Selby’s show closes on Feb. 17 and if you have not taken the opportunity, it is one collection that truly must be viewed in a museum or gallery setting. The meticulous detail, the almost journalistic objectivity, and the stored energy in Salisbury artist Selby’s images bring to mind the work of cinematographer Raoul Coutard’s work with Costa-Gravas on Z , Haskell Wexler’s work on Medium Cool, and the lush images that Michael Chapman created for Taxi Driver.
This could be because of Selby’s chosen subject matter. The most dynamic and evocative pieces in Misunderstanding are “Double Riot” and “Light Blue Riot” both of which were created from news photographs documenting the 1968 riots in France that began as student strikes then led to an almost complete shutdown of the country and President Charles De Gaulle to flee to Germany. Selby’s work takes on even more poignancy when one reflects on the fact that those riots and strikes were a complete failure for the students and the unions. De Gaulle returned to France and in elections following the ’68 street battles emerged from the fray more politically entrenched than ever. Selby journalisticly tells the viewers of his work this narrative with his piece “Progaulist” which shows De Gualle and his followers in a parade dominated by the Arc de Triomphe de l’Étoile.
Shelby’s artistry and craft is evident in these meticulous works created with graphite on paper laid over the original photographs. His use of iconography is thoughtful and Selby’s 21st Century sensibility brings an immediacy and veracity to his work that cannot be denied. The strongest piece in the show is “Chechen” which was created from a video still taken in of a rebel fighter in Chechnya. The sense of movement and kinetic energy in this piece brings Selby’s craft to the fore. He has a comic book artist’s eye (In fact “Chechen” particularly brings to mind the work of Marvel Comics Bryan Hitch.)

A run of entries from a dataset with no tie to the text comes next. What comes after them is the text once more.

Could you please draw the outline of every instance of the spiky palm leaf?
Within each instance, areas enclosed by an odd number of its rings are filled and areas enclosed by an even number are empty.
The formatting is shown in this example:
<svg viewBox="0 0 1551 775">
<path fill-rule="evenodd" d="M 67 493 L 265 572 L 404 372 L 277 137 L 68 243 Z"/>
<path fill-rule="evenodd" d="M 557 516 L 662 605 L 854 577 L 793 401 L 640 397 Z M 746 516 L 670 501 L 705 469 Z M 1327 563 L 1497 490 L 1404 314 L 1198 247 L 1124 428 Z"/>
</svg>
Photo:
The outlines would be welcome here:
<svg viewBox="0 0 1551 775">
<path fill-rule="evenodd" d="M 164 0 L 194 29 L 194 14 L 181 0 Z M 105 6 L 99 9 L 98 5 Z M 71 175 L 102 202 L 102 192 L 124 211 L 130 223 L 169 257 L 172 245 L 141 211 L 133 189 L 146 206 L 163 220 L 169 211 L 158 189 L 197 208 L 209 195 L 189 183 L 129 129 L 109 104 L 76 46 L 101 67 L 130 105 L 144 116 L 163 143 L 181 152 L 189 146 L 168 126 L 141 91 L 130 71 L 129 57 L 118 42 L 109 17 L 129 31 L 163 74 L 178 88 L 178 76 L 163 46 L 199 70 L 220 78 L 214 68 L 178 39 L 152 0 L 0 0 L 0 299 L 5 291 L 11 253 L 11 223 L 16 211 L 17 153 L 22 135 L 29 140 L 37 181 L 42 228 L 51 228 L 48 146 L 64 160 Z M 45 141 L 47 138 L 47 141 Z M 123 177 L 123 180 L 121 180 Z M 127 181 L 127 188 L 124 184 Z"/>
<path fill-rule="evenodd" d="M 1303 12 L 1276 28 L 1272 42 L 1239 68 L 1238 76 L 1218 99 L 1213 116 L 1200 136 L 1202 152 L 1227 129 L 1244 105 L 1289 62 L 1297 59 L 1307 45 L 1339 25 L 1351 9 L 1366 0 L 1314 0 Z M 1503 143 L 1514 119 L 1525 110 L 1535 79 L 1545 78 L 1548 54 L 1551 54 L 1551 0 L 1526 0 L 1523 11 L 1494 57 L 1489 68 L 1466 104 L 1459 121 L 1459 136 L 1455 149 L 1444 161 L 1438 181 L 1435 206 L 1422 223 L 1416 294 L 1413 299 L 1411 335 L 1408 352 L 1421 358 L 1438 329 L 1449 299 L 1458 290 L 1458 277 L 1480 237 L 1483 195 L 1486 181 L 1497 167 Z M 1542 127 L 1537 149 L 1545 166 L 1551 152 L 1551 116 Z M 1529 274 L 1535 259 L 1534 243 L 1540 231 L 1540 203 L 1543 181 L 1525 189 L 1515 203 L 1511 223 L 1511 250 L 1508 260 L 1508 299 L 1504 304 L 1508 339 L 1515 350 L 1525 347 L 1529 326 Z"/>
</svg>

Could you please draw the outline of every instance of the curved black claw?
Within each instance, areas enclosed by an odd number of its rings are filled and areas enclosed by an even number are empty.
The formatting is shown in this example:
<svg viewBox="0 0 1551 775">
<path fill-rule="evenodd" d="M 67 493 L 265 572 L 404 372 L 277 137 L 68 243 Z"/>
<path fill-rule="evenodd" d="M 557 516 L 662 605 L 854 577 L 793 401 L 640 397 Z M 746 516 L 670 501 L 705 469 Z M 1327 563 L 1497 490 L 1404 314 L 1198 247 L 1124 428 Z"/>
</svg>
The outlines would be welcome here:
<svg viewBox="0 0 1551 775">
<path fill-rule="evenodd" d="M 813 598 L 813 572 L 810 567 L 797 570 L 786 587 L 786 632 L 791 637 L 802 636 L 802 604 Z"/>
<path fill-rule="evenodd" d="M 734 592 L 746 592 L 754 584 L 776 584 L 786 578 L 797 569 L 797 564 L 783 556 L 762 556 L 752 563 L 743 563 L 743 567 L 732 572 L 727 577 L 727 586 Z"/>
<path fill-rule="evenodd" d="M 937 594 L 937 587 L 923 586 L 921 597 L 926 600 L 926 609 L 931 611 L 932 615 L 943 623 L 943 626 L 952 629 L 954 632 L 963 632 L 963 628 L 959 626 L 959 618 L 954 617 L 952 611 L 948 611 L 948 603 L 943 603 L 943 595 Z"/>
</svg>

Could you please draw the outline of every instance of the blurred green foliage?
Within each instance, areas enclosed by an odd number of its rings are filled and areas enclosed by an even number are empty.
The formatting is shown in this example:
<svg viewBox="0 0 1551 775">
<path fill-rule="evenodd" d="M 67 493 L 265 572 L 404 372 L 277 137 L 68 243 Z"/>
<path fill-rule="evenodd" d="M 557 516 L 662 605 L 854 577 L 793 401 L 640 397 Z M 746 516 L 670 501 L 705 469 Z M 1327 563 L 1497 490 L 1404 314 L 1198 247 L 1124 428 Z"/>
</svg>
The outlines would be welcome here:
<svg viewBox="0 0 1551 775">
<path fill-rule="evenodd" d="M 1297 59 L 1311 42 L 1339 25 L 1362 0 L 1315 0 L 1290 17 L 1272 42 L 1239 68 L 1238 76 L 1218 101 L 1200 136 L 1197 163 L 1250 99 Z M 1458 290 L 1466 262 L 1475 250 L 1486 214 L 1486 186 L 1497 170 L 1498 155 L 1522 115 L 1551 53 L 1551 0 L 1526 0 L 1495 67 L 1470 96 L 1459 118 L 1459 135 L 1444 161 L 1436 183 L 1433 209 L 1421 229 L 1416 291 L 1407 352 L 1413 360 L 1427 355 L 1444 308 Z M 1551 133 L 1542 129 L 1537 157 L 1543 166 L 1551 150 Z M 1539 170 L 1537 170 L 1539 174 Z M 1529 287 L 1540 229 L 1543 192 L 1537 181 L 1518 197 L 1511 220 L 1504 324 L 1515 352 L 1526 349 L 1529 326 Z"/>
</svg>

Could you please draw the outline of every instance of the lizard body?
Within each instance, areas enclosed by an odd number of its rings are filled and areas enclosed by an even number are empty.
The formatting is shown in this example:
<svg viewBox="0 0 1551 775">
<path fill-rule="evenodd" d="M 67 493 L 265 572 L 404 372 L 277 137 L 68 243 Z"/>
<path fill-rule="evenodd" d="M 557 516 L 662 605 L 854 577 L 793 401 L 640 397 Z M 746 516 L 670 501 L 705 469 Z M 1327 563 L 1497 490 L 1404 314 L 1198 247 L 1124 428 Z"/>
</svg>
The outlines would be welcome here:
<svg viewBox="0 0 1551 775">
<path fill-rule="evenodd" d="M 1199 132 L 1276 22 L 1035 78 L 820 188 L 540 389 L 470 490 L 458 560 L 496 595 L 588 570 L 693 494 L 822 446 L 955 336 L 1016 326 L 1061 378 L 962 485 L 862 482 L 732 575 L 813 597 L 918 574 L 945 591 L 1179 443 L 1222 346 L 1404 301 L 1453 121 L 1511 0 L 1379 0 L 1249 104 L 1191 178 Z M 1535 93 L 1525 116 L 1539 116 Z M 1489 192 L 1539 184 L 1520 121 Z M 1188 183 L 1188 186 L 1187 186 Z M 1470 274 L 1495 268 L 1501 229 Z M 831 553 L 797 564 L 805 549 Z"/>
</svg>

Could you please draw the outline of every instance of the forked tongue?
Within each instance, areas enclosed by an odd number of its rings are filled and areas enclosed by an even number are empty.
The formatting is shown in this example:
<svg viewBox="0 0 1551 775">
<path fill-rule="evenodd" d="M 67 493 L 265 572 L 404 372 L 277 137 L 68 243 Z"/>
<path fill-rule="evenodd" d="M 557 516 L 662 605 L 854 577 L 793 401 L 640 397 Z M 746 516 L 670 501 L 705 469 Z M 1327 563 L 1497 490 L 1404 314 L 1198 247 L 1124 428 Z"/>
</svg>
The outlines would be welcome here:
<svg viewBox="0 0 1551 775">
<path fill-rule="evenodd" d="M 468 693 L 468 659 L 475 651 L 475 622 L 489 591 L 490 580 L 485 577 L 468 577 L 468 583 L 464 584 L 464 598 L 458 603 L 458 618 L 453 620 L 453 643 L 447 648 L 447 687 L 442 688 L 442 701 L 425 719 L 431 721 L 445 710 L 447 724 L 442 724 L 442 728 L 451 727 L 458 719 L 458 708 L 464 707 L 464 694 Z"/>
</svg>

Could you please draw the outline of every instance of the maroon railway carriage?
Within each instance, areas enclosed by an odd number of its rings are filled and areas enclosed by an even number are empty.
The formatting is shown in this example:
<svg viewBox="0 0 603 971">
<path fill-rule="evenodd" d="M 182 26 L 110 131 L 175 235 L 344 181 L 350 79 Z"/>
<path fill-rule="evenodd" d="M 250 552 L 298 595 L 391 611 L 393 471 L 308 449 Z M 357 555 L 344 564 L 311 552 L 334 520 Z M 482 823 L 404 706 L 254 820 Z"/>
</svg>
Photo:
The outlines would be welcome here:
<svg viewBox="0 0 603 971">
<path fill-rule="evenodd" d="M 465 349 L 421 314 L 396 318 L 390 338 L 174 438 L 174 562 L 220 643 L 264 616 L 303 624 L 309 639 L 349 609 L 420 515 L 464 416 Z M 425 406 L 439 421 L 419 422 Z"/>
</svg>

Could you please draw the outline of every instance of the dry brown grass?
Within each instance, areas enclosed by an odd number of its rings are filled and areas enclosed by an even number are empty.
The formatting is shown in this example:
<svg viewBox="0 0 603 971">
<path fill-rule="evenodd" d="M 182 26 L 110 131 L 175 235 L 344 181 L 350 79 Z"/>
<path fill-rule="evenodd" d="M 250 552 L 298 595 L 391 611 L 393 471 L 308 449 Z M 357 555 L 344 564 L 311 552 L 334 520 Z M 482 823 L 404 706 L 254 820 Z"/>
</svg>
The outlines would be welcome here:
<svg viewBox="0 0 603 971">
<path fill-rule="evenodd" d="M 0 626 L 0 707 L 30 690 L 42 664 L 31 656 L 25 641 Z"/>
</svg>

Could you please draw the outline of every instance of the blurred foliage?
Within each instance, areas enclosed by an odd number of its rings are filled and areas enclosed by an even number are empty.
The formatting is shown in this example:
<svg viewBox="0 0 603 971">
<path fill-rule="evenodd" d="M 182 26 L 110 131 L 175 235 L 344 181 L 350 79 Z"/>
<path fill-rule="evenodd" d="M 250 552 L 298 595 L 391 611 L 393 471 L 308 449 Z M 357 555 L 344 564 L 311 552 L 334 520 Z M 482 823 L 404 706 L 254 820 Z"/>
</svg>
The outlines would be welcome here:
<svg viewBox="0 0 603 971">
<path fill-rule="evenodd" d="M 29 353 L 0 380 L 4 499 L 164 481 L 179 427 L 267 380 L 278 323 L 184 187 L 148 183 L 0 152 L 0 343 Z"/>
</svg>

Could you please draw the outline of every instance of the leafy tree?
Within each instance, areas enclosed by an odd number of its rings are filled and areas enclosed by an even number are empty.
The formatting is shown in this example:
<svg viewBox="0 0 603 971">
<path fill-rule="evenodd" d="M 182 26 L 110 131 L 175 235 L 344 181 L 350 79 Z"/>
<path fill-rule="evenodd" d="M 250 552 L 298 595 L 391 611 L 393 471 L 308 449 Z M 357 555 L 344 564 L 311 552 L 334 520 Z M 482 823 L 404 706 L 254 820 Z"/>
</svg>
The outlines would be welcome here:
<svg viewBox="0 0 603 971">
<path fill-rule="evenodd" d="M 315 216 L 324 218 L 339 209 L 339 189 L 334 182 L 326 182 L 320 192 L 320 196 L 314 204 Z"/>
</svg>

The choice of Taxi Driver for the Feb. 7th screening is an apt one. Paul Schrader and Martin Scorsese’s impressionistic nightmare is not only now a bench mark of 1970’s American malaise it is timely examination of the self-deceit, contradictions, and underlying violence of American culture that leads individuals to lash out in spectacularly bloody and in the end depressing ways. Schrader’s ending has a special resonance in the 21st Century reality of Sandyhook and Jared Loughner where the villains are lashed up high as media icons so that the rest of us might have at them ourselves in seemingly endless cycles of self-flagellation and self-righteousness.
Taxi Driver and Misunderstanding share a penchant for apocalyptic iconography and violent action while offering up a personal and sometimes claustrophobic subjective point of view. “Progaulist” and Taxi Driver certainly share an outsider’s view of politics where the political and the street world are operating under a total and complete disconnect. The upper economic and political classes seem fascinated with the plight and the blight in the end that fascination amounts to no more than a prurient, almost adolescent distraction.
The Taxi Driver screening is $5.00 and will take place at 7pm on Thursday February 7th. Get there early so that you can spend some time with Frank Selby’s Misunderstandings then join in what is bound to be one of the most interesting conversations in Winston-Salem this week.